From zebrafish heart jogging genes to mouse and human orthologs: using Gene Ontology to investigate mammalian heart development. Varsha K Khodiyar, Doug Howe, Philippa J Talmud, Ross Breckenridge, Ruth C Lovering F1000

b. Presentations including Talks and Tutorials and Teaching

UCL group meetings The UCL GO curators are closely associated with the Cardiovascular Genetics and Molecular Neuroscience groups at UCL, and and the UCL-London-School-Edinburgh-Bristol (UCLEB) consortium of population-based prospective studies and have given 2 presentations at their group meetings.

Paul Denny: "Focusing the Gene Ontology on Parkinson's Disease-relevant Proteins", Abstract: An introduction to the Gene Ontology (GO) and description of our plans for applying GO annotation to proteins relevant to Parkinson's Disease. 40 minute presentation to Prof. John Hardy’s group at the Institute of Neurology, University College London on January 24th 2014.

Ruth Lovering: "Review of MSc autism annotation project", 30 minute presentation to Cardiovascular Genetics, Institute of Cardiovascular Science on 11th February 2014.

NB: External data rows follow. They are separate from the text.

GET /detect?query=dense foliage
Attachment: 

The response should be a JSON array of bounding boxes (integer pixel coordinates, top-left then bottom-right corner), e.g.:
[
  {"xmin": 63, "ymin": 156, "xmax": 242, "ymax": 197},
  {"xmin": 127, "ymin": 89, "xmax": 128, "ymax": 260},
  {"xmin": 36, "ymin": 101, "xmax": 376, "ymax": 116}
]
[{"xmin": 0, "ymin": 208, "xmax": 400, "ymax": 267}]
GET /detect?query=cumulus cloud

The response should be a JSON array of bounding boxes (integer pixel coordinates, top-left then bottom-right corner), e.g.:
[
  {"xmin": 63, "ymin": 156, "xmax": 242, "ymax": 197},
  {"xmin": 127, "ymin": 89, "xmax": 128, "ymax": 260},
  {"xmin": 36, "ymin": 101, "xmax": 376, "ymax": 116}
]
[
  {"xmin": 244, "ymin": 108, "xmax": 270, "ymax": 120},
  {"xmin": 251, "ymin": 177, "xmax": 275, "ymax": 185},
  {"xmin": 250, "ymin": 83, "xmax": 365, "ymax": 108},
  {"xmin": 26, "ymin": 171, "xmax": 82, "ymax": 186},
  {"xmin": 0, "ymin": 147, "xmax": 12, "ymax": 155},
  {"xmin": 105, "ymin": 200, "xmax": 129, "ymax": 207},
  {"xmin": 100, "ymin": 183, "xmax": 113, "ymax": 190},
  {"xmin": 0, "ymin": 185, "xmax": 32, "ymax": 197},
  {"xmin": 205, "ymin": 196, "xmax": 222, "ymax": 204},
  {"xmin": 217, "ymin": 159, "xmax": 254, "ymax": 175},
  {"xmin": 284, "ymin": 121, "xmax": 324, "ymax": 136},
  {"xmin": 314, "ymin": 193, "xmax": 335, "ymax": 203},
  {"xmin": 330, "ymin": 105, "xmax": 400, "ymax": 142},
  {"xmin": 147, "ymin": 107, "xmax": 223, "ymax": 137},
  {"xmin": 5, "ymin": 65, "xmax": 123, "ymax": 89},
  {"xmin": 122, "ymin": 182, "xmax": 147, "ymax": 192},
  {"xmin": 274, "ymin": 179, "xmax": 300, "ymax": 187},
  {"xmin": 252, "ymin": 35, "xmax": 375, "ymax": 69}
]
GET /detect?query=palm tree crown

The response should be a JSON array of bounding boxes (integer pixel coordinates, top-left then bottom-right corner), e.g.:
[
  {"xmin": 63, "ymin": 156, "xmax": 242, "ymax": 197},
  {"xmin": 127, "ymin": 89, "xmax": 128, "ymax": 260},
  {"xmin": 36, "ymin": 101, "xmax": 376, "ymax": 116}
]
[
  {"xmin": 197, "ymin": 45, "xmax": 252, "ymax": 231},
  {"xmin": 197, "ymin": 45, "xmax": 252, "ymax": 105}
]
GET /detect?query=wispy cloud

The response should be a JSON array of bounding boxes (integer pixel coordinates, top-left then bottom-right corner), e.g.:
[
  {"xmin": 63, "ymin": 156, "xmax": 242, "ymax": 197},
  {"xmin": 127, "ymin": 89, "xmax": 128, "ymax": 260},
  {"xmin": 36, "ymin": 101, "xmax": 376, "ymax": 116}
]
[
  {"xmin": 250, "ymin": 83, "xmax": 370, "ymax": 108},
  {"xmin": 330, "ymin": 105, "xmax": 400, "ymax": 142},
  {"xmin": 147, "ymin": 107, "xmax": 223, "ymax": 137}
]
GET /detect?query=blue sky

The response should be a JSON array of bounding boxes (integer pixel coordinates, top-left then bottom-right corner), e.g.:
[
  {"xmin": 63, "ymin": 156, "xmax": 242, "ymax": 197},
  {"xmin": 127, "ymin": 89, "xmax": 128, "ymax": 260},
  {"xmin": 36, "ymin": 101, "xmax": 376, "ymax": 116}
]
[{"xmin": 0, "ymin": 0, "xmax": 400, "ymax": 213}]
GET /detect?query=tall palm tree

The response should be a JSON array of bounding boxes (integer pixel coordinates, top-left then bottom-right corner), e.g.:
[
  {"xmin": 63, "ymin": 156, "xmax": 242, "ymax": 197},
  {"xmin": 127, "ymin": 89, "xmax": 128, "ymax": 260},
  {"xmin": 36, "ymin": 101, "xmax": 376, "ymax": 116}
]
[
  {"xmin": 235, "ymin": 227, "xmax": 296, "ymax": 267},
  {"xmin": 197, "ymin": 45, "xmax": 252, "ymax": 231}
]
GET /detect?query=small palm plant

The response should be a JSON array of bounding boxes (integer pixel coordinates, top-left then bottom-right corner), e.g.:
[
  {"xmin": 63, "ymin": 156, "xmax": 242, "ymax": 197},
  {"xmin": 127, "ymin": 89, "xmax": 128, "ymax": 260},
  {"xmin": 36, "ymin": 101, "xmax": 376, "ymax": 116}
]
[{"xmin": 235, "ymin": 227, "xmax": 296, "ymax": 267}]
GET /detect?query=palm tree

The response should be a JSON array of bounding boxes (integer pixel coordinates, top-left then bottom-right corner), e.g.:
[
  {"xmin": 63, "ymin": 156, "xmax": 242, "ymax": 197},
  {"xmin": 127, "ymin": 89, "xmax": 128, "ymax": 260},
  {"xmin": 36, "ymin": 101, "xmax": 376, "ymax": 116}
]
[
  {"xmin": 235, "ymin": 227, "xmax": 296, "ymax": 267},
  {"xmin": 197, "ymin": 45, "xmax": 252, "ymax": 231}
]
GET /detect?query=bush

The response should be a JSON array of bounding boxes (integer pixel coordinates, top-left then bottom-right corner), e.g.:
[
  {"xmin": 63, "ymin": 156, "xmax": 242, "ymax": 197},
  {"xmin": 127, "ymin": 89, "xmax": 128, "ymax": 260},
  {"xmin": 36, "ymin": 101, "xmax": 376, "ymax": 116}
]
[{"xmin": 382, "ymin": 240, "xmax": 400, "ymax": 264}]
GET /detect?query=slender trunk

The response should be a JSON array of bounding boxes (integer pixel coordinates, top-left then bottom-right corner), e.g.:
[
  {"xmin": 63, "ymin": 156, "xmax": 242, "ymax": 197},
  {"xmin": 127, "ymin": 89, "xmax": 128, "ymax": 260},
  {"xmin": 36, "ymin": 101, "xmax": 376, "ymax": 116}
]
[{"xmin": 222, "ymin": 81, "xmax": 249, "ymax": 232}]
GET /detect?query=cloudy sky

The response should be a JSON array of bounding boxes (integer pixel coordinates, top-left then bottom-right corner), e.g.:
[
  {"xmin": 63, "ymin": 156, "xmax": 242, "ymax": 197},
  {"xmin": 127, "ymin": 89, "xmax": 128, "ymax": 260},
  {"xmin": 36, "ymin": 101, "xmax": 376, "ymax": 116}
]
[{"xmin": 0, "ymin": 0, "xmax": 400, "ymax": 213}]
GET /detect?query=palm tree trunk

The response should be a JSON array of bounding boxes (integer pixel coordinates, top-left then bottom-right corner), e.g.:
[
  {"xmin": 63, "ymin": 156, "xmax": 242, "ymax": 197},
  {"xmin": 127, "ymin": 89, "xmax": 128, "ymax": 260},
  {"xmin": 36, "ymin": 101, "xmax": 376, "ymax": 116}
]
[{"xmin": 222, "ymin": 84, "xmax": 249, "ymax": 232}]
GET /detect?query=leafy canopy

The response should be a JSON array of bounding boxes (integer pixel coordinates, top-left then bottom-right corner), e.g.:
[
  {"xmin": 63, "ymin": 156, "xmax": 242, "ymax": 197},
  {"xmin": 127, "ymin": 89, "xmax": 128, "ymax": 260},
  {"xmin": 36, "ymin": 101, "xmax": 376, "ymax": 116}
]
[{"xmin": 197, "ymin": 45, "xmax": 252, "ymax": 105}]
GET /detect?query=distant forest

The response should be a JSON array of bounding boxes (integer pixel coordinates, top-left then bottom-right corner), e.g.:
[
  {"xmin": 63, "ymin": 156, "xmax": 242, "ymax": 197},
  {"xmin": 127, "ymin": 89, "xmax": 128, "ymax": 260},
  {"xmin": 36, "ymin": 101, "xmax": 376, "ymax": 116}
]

The BHF-UCL team teaches a 10-week ‘bioinformatics’ module for Genetics of Human Disease MSc students each year, which runs October to December. By focusing on the review of a GWAS risk-associated SNP the students constructively apply their newly acquired knowledge of a variety of online biological resources, including Ensembl, EntrezGene, IntAct, Cytoscape, UniProt, QuickGO, AmiGO, HCOP and functional analysis tools. In addition, the students learn the importance of including full experimental detail in scientific publications.

c. Poster presentations

none

5. Other Highlights:

A. Ontology Development Contributions:

Since 5th December 2013 the BHF-UCL team has made 7 Source Forge request and the PARL-UCL team has made 1 Source Forge request (to 10 March 2014), this brings the total number of GO terms created by the UCL teams to almost 1,800.

B. Annotation Outreach and User Advocacy Efforts:

The BHF-UCL team is teaching a ‘bioinformatics’ module for Genetics of Human Disease MSc students this year. By focusing on the review of a GWAS risk-associated SNP the students constructively apply their newly acquired knowledge of a variety of online biological resources, including Ensembl, EntrezGene, IntAct, Cytoscape, UniProt, QuickGO, AmiGO, HCOP and functional analysis tools. In addition, the students learn the importance of including full experimental detail in scientific publications.

C. Other Highlights: This year the BHF-UCL team has circulated a newsletter, in February, by direct email to the International Advisory Committee and individuals who have expressed an interest in this project; by indirect email, though the mailing lists of several cardiovascular related societies and to the UCL Department of Medicine mailing list and through our web site.

We have appointed a 0.8FTE Parkinson's UK funded biocurator for 2.5 years, Rebecca Foulger will start 1st May 2014.

Ruth has been involved in a functional analysis interpretation of microRNA dataset generated by Dr Anastasia Kalea, Cardiovascular Genetics, UCL.